Vladimir Slivyak, co-chairman of the EcoDefense environmental group, said the story from Mayak tallied with rumors that have been coming out of the industry for years.
"The biggest problem seems to be with new construction," he said. "That's where the greatest opportunities for pocketing money are."
"It's almost impossible for us to verify what is going on; perhaps it is simply a business dispute. But without an independent watchdog it is impossible to tell."
The nuclear industry is technically overseen by a department of Rostekhnadzor, the Federal Service for Environmental, Technological and Atomic Inspection. But environmentalists say it has lost its teeth since being subsumed into the Natural Resources and Environment Ministry in 2008.
"Formally, they are responsible for ensuring safety. In practice, Rosatom is essentially self-regulating," Slivyak said. "And that's the main problem."
A report produced by Transparency International and EcoDefense in November found multiple violations of procurement standards in 40 percent of 200 procurement deals studied, and found the company's practices were effectively unregulated.
Rosatom at the time rejected the findings.

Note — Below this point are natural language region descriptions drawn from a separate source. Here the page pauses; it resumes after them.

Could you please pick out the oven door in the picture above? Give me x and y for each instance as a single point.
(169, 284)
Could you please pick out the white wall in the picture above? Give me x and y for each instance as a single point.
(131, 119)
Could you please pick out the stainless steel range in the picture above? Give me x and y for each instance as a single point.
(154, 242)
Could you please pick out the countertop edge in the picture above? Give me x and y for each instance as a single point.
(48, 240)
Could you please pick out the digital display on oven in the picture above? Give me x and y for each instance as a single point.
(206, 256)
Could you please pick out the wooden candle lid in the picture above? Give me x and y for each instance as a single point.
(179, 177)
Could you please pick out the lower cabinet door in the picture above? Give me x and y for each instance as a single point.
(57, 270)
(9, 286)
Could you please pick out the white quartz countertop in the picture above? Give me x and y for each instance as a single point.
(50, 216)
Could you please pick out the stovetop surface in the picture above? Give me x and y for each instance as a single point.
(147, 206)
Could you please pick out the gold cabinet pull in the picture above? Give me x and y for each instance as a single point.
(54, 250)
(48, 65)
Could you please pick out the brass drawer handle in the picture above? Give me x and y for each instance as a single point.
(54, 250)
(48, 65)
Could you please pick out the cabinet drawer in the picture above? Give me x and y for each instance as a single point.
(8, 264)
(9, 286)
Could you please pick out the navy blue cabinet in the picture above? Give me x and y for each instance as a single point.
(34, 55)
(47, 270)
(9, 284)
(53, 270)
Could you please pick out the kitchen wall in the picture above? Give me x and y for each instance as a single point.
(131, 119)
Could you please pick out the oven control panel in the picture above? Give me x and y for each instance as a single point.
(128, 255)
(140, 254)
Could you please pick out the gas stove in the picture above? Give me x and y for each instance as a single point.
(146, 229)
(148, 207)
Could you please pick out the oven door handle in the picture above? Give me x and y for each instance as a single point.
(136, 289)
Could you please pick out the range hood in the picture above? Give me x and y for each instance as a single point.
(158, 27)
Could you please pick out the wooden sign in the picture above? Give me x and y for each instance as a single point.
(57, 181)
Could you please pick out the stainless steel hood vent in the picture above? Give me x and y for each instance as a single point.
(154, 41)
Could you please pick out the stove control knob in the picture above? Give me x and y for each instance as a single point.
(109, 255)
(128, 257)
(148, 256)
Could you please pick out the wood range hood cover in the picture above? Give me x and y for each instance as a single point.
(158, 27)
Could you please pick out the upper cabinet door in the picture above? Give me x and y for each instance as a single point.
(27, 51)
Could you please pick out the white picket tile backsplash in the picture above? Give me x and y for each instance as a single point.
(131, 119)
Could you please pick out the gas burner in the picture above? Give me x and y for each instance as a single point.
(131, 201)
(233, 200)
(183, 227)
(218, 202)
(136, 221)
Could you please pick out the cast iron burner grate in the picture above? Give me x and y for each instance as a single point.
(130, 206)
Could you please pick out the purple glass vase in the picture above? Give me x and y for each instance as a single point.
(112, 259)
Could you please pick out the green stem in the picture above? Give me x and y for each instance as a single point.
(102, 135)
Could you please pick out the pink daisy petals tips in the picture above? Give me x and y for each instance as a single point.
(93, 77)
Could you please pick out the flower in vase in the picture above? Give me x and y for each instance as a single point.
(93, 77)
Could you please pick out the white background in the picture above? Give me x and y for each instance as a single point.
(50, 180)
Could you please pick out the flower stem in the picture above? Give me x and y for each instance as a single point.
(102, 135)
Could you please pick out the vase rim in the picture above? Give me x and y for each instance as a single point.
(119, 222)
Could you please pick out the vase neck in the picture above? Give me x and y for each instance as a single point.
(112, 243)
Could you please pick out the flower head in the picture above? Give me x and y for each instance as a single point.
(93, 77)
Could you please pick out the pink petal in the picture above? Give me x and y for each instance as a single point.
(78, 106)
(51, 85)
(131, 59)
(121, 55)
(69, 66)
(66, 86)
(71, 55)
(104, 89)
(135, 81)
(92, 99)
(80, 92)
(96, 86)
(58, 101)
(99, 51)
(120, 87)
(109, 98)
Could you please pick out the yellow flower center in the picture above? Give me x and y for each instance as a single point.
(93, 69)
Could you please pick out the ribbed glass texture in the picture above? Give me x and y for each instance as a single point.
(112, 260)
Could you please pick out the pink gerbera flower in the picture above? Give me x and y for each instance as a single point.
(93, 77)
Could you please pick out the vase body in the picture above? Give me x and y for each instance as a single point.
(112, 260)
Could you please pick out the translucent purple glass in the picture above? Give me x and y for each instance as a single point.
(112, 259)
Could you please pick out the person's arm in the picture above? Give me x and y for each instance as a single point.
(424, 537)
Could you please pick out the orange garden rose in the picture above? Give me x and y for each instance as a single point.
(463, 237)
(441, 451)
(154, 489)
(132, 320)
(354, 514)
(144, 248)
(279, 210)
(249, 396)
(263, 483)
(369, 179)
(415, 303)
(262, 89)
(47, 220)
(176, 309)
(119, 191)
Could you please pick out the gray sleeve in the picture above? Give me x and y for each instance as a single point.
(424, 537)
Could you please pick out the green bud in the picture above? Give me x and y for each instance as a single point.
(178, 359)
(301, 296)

Bulat Nigmatulin, a former deputy atomic energy minister who has long positioned himself as a critic of the current Rosatom management, said only an independent inquiry could settle the matter.
"It could be nothing; but the problem is, at the moment, we only have Rosatom's word for it," he said. "There should be a public commission, including members of Federal Service for Environmental, Technological and Atomic Inspection and the FSB, to investigate the claims. And if they find any evidence of wrongdoing, there should be criminal prosecution," he said by telephone.
"If the commission found nothing, then I would believe them. But the main thing is that everything should be public," he said.